Benvenuta e benvenuto nel Blog di Christian Bernieri. Sei in un posto dove riflettere e rimuginare in libertà su privacy, sicurezza, protezione dei dati personali e sui fatti che accadono nel mondo, sempre in salsa privacy. Con una tempistica assolutamente randomica, con format per nulla omogenei, con un linguaggio decisamente inappropriato, senza alcuna padronanza della grammatica e della sintassi, ti propongo articoli che nessun editore accetterebbe mai di pubblicare... Divertiti.

30 luglio 2018

Non c'è nulla di più costoso di ciò che è gratis.

Gratis... che affarone.

Ti davano una bella divisa, tre pasti caldi al giorno e un tetto sulla testa. Un affarone per chi non ha nulla. In cambio però  dovevi combattere con le armi un nemico in guerra...

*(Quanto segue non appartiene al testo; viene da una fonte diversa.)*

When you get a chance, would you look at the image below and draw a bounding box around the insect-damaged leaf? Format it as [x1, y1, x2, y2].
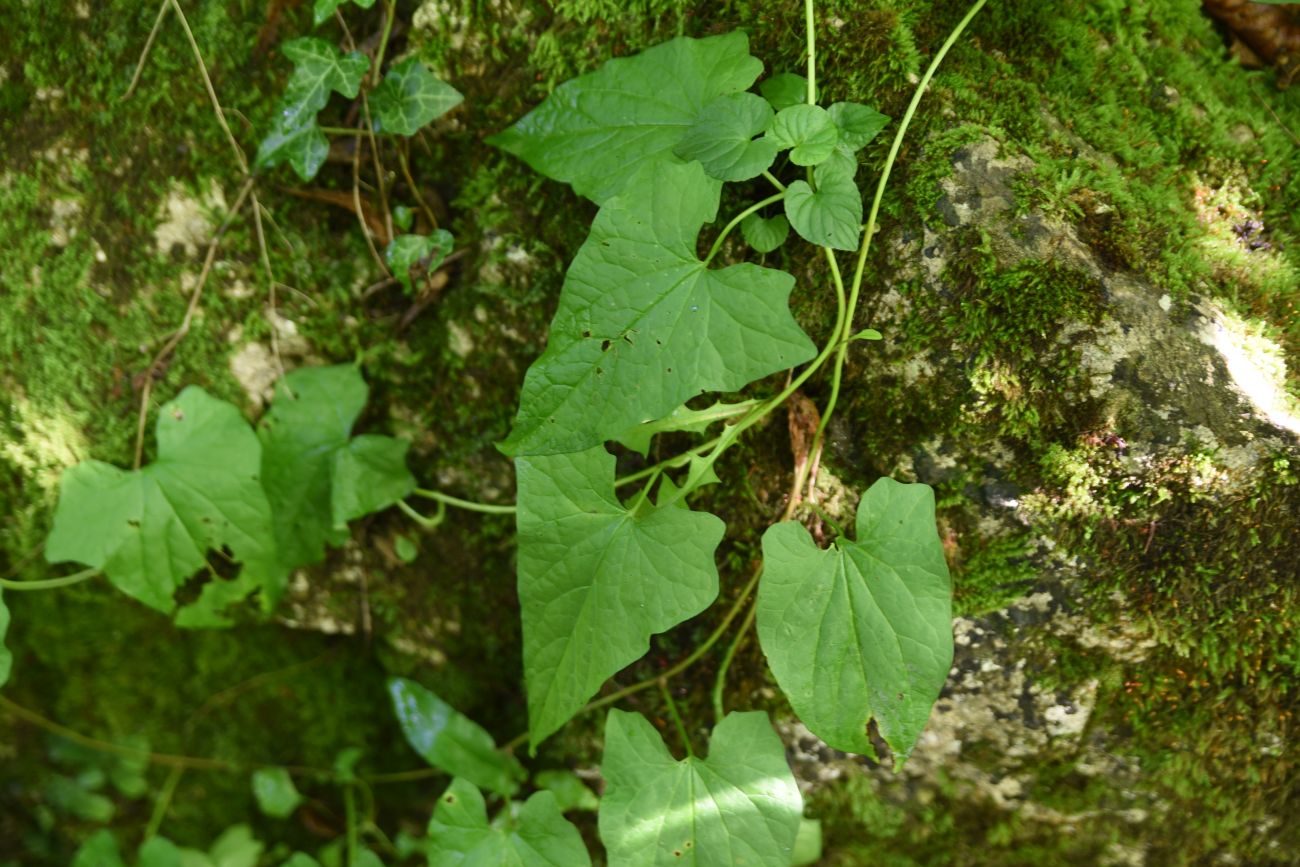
[389, 677, 525, 797]
[758, 478, 953, 764]
[429, 777, 592, 867]
[488, 32, 763, 204]
[501, 162, 815, 455]
[257, 364, 415, 568]
[673, 94, 779, 181]
[371, 57, 464, 135]
[599, 710, 803, 867]
[46, 386, 286, 614]
[515, 447, 723, 747]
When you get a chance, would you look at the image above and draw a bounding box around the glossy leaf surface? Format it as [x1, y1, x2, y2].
[501, 162, 815, 455]
[599, 710, 803, 867]
[785, 164, 862, 250]
[389, 677, 525, 797]
[371, 57, 464, 135]
[758, 478, 953, 763]
[429, 777, 592, 867]
[46, 386, 285, 614]
[515, 447, 724, 749]
[673, 92, 780, 181]
[767, 104, 840, 165]
[489, 31, 763, 204]
[257, 364, 415, 568]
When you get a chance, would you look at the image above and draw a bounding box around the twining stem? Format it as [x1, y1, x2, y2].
[411, 487, 515, 515]
[807, 0, 988, 501]
[0, 568, 99, 590]
[705, 190, 785, 265]
[659, 677, 696, 758]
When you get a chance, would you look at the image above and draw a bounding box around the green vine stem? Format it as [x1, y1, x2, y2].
[0, 568, 100, 590]
[797, 0, 988, 494]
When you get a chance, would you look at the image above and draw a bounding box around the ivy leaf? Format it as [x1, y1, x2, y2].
[758, 478, 953, 766]
[252, 768, 303, 819]
[740, 213, 790, 253]
[767, 104, 840, 165]
[619, 400, 758, 455]
[827, 103, 889, 153]
[256, 105, 329, 181]
[0, 590, 13, 686]
[599, 710, 803, 867]
[312, 0, 374, 27]
[785, 164, 862, 250]
[257, 364, 415, 569]
[533, 771, 601, 812]
[672, 92, 780, 181]
[389, 677, 527, 797]
[515, 447, 724, 750]
[384, 229, 455, 295]
[501, 162, 816, 455]
[488, 31, 763, 204]
[46, 386, 286, 614]
[429, 777, 592, 867]
[371, 57, 465, 135]
[758, 73, 809, 112]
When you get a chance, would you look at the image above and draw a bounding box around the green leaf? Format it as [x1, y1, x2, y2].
[599, 710, 803, 867]
[488, 31, 763, 204]
[429, 779, 592, 867]
[767, 104, 840, 165]
[758, 73, 809, 112]
[73, 828, 126, 867]
[312, 0, 374, 27]
[673, 94, 780, 181]
[515, 447, 724, 749]
[740, 213, 790, 253]
[758, 478, 953, 764]
[371, 57, 464, 135]
[256, 105, 329, 181]
[827, 103, 889, 153]
[137, 837, 183, 867]
[501, 162, 816, 455]
[533, 771, 601, 812]
[257, 364, 415, 569]
[384, 229, 455, 295]
[208, 825, 264, 867]
[618, 400, 758, 455]
[0, 590, 13, 686]
[252, 768, 303, 819]
[389, 677, 527, 797]
[46, 386, 285, 612]
[785, 164, 862, 250]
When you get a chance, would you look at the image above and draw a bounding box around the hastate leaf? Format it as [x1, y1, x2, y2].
[758, 478, 953, 764]
[501, 162, 815, 455]
[515, 447, 724, 749]
[389, 677, 525, 797]
[371, 57, 465, 135]
[257, 364, 415, 569]
[0, 590, 13, 686]
[767, 104, 840, 165]
[673, 92, 780, 181]
[599, 710, 803, 867]
[46, 386, 285, 614]
[785, 162, 862, 250]
[827, 103, 889, 153]
[429, 777, 592, 867]
[488, 31, 763, 204]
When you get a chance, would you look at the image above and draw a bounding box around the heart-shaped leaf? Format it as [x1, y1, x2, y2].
[673, 92, 780, 181]
[515, 447, 724, 749]
[488, 31, 763, 204]
[599, 710, 803, 867]
[758, 478, 953, 764]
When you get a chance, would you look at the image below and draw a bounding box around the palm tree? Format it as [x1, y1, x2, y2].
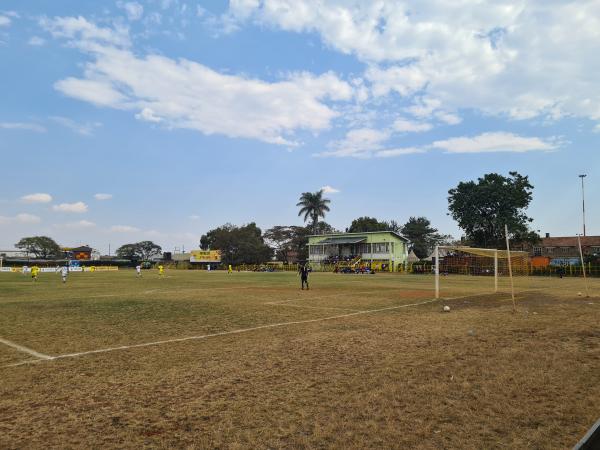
[296, 189, 331, 233]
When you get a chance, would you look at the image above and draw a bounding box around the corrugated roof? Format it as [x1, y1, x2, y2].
[313, 236, 367, 245]
[541, 236, 600, 247]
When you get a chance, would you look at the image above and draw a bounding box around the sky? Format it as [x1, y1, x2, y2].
[0, 0, 600, 254]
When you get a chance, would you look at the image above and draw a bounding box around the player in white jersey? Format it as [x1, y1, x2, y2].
[60, 266, 69, 283]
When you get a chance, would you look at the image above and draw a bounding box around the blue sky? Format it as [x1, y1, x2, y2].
[0, 0, 600, 253]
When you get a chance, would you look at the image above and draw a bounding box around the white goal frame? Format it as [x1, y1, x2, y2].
[433, 245, 529, 299]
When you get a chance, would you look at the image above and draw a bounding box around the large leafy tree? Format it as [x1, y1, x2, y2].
[401, 217, 452, 258]
[448, 172, 539, 248]
[296, 189, 331, 234]
[200, 223, 273, 264]
[15, 236, 62, 259]
[116, 241, 162, 261]
[264, 225, 309, 262]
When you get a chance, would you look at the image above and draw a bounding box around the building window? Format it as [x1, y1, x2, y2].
[357, 244, 371, 254]
[308, 245, 323, 255]
[373, 242, 389, 253]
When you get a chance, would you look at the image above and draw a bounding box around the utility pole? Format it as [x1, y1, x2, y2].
[579, 174, 587, 236]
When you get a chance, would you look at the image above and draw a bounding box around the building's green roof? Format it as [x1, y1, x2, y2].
[315, 236, 367, 245]
[308, 231, 408, 242]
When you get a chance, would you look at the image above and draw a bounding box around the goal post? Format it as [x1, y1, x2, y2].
[434, 245, 529, 298]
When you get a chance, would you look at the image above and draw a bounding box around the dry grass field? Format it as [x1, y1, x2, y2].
[0, 271, 600, 449]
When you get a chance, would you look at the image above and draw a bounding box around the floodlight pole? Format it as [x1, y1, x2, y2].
[577, 234, 590, 297]
[494, 250, 498, 293]
[579, 174, 587, 236]
[433, 245, 440, 299]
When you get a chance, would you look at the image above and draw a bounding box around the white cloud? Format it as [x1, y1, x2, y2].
[21, 192, 52, 203]
[321, 184, 340, 194]
[0, 213, 41, 225]
[374, 147, 427, 158]
[435, 111, 462, 125]
[46, 18, 354, 145]
[50, 116, 102, 136]
[27, 36, 46, 47]
[54, 78, 126, 108]
[94, 193, 112, 200]
[392, 119, 433, 133]
[315, 128, 390, 158]
[228, 0, 600, 124]
[432, 132, 558, 153]
[64, 220, 96, 229]
[52, 202, 88, 213]
[15, 213, 41, 223]
[117, 1, 144, 21]
[40, 16, 131, 48]
[0, 122, 46, 133]
[110, 225, 140, 233]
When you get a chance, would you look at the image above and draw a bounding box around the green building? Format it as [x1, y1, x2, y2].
[308, 231, 408, 272]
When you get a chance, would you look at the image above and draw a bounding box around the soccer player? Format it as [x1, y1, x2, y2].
[60, 266, 69, 283]
[31, 266, 40, 281]
[299, 265, 309, 290]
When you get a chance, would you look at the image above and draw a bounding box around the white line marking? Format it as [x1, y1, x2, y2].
[0, 338, 52, 359]
[263, 291, 384, 305]
[3, 299, 439, 367]
[265, 303, 363, 312]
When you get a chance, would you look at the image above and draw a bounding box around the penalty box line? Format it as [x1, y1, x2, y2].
[3, 299, 439, 367]
[0, 338, 52, 359]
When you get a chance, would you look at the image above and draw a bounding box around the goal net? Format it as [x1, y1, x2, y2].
[434, 246, 529, 298]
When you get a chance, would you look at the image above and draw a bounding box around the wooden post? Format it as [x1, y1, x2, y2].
[577, 235, 590, 297]
[504, 225, 517, 312]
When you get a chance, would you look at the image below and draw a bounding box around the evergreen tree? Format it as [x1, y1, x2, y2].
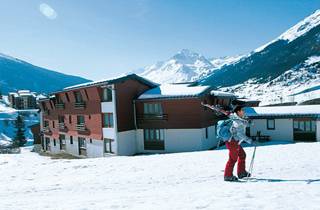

Anche un anno di pay-tv gratis è un affarone... finché non scopri che il contratto è triennale e gli anni successivi hanno un costo ben diverso, che al contratto sono associati servizi ulteriori, newsletter, profilazione sulle abitudini di fruizione, promozioni di partner commerciali, ecc. Certamente nessuno è obbligato ad aderire alla proposta e chiunque può leggere anche le scritte con caratteri minuscoli, ma i modi per offuscare il meccanismo di persuasione sono molti. Possiamo chiamarla prova gratuita, possiamo chiamarlo regalo per i nuovi abbonati, possiamo chiamarla personalizzazione dell'esperienza utente, possiamo chiamarlo dolus bonus, tuttavia, superando ogni punto di vista, resta una sola inconfutabile verità: quel primo anno non è affatto gratis.


Oggi, magari in modo meno evidente, il meccanismo è il medesimo di sempre: sembra gratis ma non lo è.


Oggi il valore di scambio non è nemmeno visibile agli occhi di chi, con entusiasmo, usufruisce di un fighissimo servizio gratuito.

Tutti possono vedere il valore di uno sconto o il totale dei soldi risparmiati, purtroppo sono ancora pochi a poter intuire il valore dei dati e ancora meno sono le persone che sanno intuire il valore dell'interconnessione dei dati, dell'uso evoluto e del vero costo della promozione.

Ogni volta che siamo di fronte alla gratuità, c'è il concreto rischio di trasformarsi, senza accorgersene e con il nostro pieno consenso, in un limone spremuto sino all'ultima goccia.

Questo scenario è ricorrente nei modelli di business imperanti e consolidati. Mi confronto spesso con aziende che impostano gran parte della loro attività su escamotage di questo tipo e che propongono prodotti e servizi con il solo scopo di raccogliere e utilizzare dati personali, dati di consumo, preferenze, scelte, che interconnettono i dati per poter essere più efficaci nel promuovere il prodotto giusto per la persona giusta, nel momento giusto!
Il GDPR impone un livello di trasparenza e dei vincoli di legittimità che destabilizzano e che minano alle fondamenta questo consolidato meccanismo.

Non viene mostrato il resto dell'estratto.